Tremblements et sanglots se confondent. Je n'avais ni l'un ni l'autre, juste cette sensation incongrue d'occuper un autre corps que le mien. Les pierres s'amoncelèrent à côté de SIG bien après que la vie ne l'eut quitté et quand on décida finalement qu'il en avait eu assez, le représentant du Héron nous convia tous à un repas citoyen, histoire de rétablir la concorde. Les traîtres à l'humanité ne se pleuraient pas, ils se fêtaient et aussi la place était-elle pleine après que l'on eut évacué le cadavre.

- Tu ne restes pas ? me demanda-t-on.

J'assistais mes voisins dans le dressage des tables. Pliantes et d'un blanc écru, elles couinaient quand on les ouvrait en crachant une gerbe de rouille. Un peu plus tôt, on avait apporté un cadavre dans un sac à viande... Celui du mouton qu'on ferait griller et qui nous fixerait de ses yeux aveuglés par les flammes.

- Je n'ai pas faim, répondis-je.

Je mentais, évidemment. J'étais affamé, mais n'avais le cœur à la fête après ma matinée. Nous n'étions pas sur le champ d'exécution et pourtant je continuais de voir le fantôme de SIG qui jouait avec son flingue.

- Tu as l'air crevé, approuva-t-on.

- J'ai mal dormi.

Je disais la vérité. Lorsque la dernière table fut dépliée, je profitais de mon état pour m'enfuir. Je préférais de loin déambuler dans les rues désertées et poussiéreuses que fêter mon meurtre. Seul, je profanais le silence. Les planches craquaient sous mes pas, maigres compensations aux nid-de-poule qui parsemaient mon chemin. Mon esprit ne parvenait à être apaisé par la monotonie des paysages confrontés des centaines de fois. Les bâtiments détruits côtoyaient les raccommodés, certains étaient connus et d'autres inconnus. J'avais l'impression d'errer dans une jungle autrefois habitée mais désormais laissée au règne du végétal et tout se ressemblait. Nous n'étions pas à notre place ici, emprisonnés entre ces barbelés et ces miradors. Je ne le pensais pas souvent, mais peut-être nous aurions dû disparaître depuis longtemps, dévorés par les créatures... Ou... Survivre par l'errance comme ces nomades qui, inconscients du danger, continuaient à arpenter les terres désolées. Je n'étais pas sûr – et je ne le suis toujours pas – qu'il s'agissait d'humains car une rumeur persistante les décrit comme des créatures sentientes.

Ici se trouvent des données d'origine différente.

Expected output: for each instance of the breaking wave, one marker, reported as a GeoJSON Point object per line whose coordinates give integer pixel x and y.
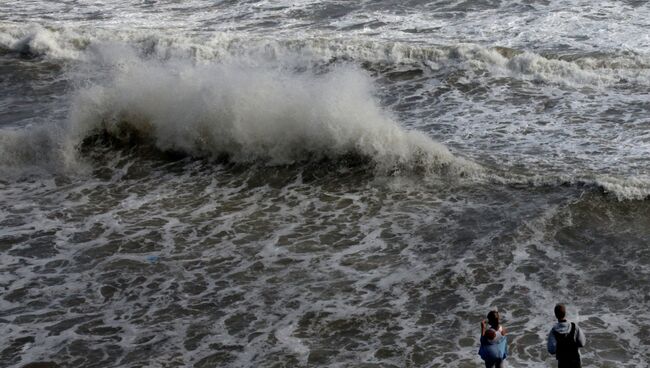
{"type": "Point", "coordinates": [87, 44]}
{"type": "Point", "coordinates": [252, 115]}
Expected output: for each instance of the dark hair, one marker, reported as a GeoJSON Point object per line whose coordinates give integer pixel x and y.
{"type": "Point", "coordinates": [493, 319]}
{"type": "Point", "coordinates": [560, 311]}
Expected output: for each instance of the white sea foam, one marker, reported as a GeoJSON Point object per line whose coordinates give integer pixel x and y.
{"type": "Point", "coordinates": [89, 43]}
{"type": "Point", "coordinates": [254, 114]}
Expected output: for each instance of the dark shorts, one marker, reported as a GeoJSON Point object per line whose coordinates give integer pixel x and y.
{"type": "Point", "coordinates": [569, 364]}
{"type": "Point", "coordinates": [496, 363]}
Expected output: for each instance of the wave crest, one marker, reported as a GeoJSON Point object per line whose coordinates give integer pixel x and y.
{"type": "Point", "coordinates": [252, 115]}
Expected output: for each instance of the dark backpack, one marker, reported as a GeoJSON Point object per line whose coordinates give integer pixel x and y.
{"type": "Point", "coordinates": [567, 347]}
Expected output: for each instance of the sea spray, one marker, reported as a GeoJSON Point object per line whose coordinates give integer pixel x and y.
{"type": "Point", "coordinates": [264, 114]}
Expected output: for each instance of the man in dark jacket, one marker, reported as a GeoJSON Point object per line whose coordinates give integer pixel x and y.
{"type": "Point", "coordinates": [564, 340]}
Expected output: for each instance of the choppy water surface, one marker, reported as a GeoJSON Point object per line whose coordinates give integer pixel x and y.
{"type": "Point", "coordinates": [268, 184]}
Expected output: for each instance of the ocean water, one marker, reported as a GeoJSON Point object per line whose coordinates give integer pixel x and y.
{"type": "Point", "coordinates": [322, 184]}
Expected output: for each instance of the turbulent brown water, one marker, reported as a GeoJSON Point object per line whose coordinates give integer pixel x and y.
{"type": "Point", "coordinates": [311, 184]}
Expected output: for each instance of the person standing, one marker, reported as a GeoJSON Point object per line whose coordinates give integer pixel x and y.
{"type": "Point", "coordinates": [565, 339]}
{"type": "Point", "coordinates": [494, 344]}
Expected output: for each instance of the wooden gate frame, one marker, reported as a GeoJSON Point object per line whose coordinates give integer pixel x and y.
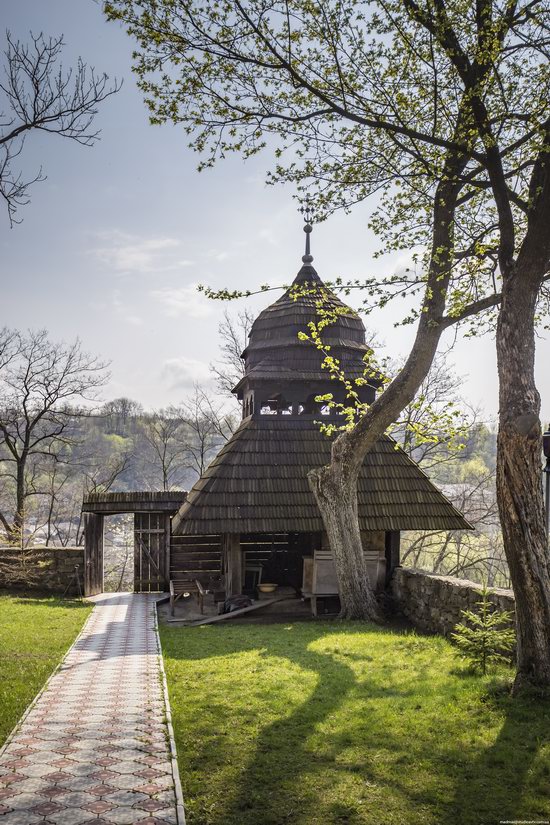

« Je retournerais à la forêt, là où j'ai été créé » chantonnais-je en me remémorant ce chant improvisé un soir d'été. La possibilité de mourir n'était-elle pas préférable à celle de ne pas vivre ? Vivre... Mes pensées me guidèrent vers Hector et sa sortie du camp. Était-il seulement rentré avec l'équipe de récupération ? Je me dirigeais d'un pas mécanique vers la cabane qu'il s'était construite, persuadé que j'étais alors que je le retrouverais entrain de glander sur sa chaise-longue. Oui, j'allais lui foutre mon poing dans sa sale gueule et ça me soulagerait davantage que mes déambulations. J'atteignis sa domus, comme il se plaisait à l'appeler et qui remplaçait la tente que je ne connaissais que trop bien pour l'occuper en seconde main. Elle jurait dans l'environnement pourtant hétéroclite. L'unique fenêtre provenait d'une maisonnette pour enfant, en vieux plastique rouge, sur laquelle avait été tendue un sac poubelle transparent qui filtrait péniblement les courants d'air. Je la vis qui me jetait des appel lumineux, fixée de guingois dans le mur et engloutie sous une couche de mortier qui mordait sur les bords. Elle était fermée, comme la porte qui tenait à peine sur ses charnières de fortune : celles d'un abattant de chiottes. Une monstruosité qui résultait des mains peu expérimentées d'Hector et qui lui convenait à merveille à ce trou de cul.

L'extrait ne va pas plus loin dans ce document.